Day 335 - a digression, but a related one

This morning the UK woke up to the article you can find here. Now, I view this blog purely as a space to document my progress towards my goal, and consequently try not to veer off topic too frequently, if at all, particularly in relation to politics. (Although I imagine it's pretty obvious by this point that I'm left-leaning, and not just because of my spinal curvature!) This is why I refrained from penning a post on the recent drastic welfare reforms to which the country has been subjected, however much I may (vehemently) oppose them - because, despite the significant impact the changes will certainly have (and have had) on my lifestyle and on those of the people I care about, they aren't directly relevant to the subject of this blog.

Today, though, I'm going to flout my own rule and add my two-penn'orth to the indignation provoked by the evidence of the article linked above - namely pictures of the Chancellor of the Exchequer, George Osborne, standing next to his chauffeur-driven Land-Rover as it was parked in a disabled parking space.
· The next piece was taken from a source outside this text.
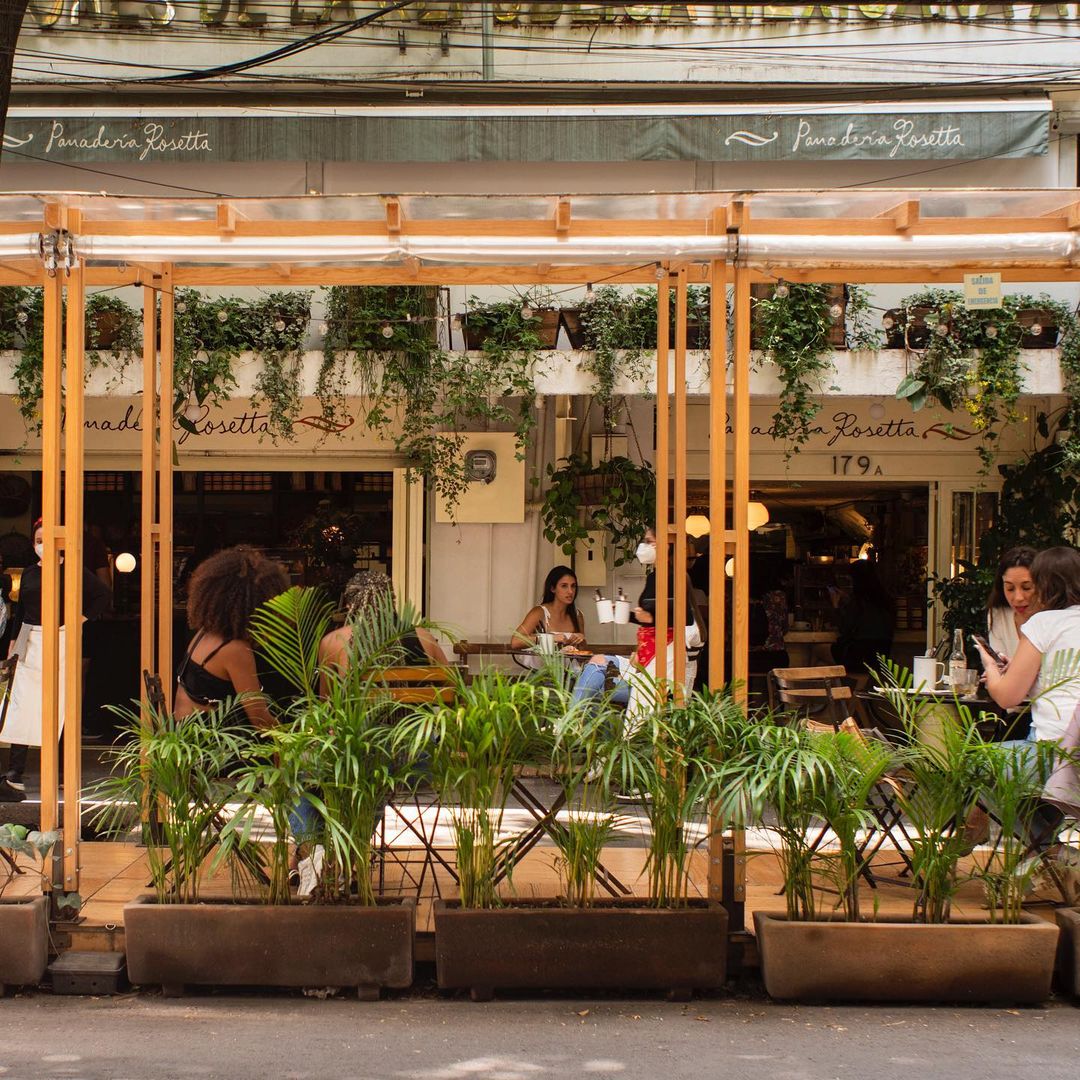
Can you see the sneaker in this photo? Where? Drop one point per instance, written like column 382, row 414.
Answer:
column 9, row 793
A space which, last time I checked, he had no need for - nor, indeed, any legal right to use. If the former reason (lack of need) was not enough to cause the outrage that it has, then the latter (illegal [mis]use of public property, punishable by fine) ought to be a more than sufficient impetus.
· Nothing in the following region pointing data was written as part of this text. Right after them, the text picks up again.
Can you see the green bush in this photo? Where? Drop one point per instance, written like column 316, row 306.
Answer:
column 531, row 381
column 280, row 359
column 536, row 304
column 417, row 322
I emphasise the illegality of his actions because they come from a man at whose behest the UK government have recently been taking ordinary Britons, their electorate, to task for living in ways with which they do not agree because they do not find them expedient or economically viable. Housing benefit for some of the most needy and vulnerable people in our society has been cut, along with the introduction of a 'bedroom tax' which will affect tenants of council properties which have spare rooms and are deemed to be underoccupied. (Now, I'm all for efficient use of council housing, but not when it means that families quite within their rights to have an extra room are in danger of being evicted, nor when people with disabilities who require carers or PAs are told that it doesn't count. It means that when I graduate in the summer I won't be able to live independently of my mum, although the flat we currently share is adapted for my needs, because a PA 'could sleep on a sofa-bed in the lounge' and doesn't need a room of their own.) These 'reforms' come at the same time as a large-scale, and quite simply brutal, overhaul of the once-trusted National Health Service on which so many people depend - as well as the abolition of the Disability Living Allowance and its conversion into the less-accessible (but sneakily-named) Personal Independence Plan.
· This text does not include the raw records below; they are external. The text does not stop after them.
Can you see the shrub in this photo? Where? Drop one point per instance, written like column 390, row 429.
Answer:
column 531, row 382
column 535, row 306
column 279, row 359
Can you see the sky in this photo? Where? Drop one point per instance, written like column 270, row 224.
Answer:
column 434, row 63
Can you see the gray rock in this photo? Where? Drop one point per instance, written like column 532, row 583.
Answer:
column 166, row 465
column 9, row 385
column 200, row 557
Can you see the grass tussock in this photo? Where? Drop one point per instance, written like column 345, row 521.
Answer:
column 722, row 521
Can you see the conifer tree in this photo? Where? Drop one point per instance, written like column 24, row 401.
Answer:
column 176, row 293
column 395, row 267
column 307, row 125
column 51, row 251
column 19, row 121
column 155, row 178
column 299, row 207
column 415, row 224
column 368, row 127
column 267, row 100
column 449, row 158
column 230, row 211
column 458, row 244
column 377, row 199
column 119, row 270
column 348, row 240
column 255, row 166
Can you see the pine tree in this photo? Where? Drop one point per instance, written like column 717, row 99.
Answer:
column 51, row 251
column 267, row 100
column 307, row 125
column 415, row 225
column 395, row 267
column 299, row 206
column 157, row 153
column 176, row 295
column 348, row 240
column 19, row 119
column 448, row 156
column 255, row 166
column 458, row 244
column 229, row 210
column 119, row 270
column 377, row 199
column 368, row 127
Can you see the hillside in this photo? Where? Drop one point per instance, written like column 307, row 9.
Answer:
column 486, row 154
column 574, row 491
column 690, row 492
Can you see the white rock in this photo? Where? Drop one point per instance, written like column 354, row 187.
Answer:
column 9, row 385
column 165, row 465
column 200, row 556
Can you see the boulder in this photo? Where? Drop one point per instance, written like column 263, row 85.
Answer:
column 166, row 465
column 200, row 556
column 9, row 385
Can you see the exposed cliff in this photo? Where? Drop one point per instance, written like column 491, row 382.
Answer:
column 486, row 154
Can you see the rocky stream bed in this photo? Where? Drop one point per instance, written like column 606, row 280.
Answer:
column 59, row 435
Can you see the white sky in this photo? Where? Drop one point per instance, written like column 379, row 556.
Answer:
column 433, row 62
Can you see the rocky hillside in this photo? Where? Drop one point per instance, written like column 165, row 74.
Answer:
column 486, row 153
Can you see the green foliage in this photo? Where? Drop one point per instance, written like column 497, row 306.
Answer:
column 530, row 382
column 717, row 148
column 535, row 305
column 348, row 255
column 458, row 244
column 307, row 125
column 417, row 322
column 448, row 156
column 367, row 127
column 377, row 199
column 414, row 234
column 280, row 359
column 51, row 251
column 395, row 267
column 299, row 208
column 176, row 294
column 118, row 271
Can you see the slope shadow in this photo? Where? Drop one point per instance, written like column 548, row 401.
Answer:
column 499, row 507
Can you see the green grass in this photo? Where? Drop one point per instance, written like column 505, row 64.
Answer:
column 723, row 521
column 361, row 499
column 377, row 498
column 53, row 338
As I've said, I wouldn't normally be so explicit about the impact of changes in legislation on my life, and I don't want to turn this post into a rant. After all, I'm lucky enough to be able to speak, and thereby can at least vocalise the problems I face independently of anyone else - and I'm receiving a university education. I am very privileged in these senses, and wouldn't seek to deny it. My only aim in writing about this today is to highlight how many of my friends who have disabilities, and how many people across the country, have been affected and do not have the support available to do anything about it. For us to see today that the Chancellor of the Exchequer (the man who on the one hand has been praising the potential of our 'aspiration nation' and on the other has been accusing us of cheating the system and wasting money) has so little awareness of the lives of people like us that he parks in a disabled bay, is to have a bucketful of salt chucked in our wounds.

In closing, then, as a young woman with cerebral palsy I have this to say to George Osborne - you want my disabled parking bay, you take my disability, too.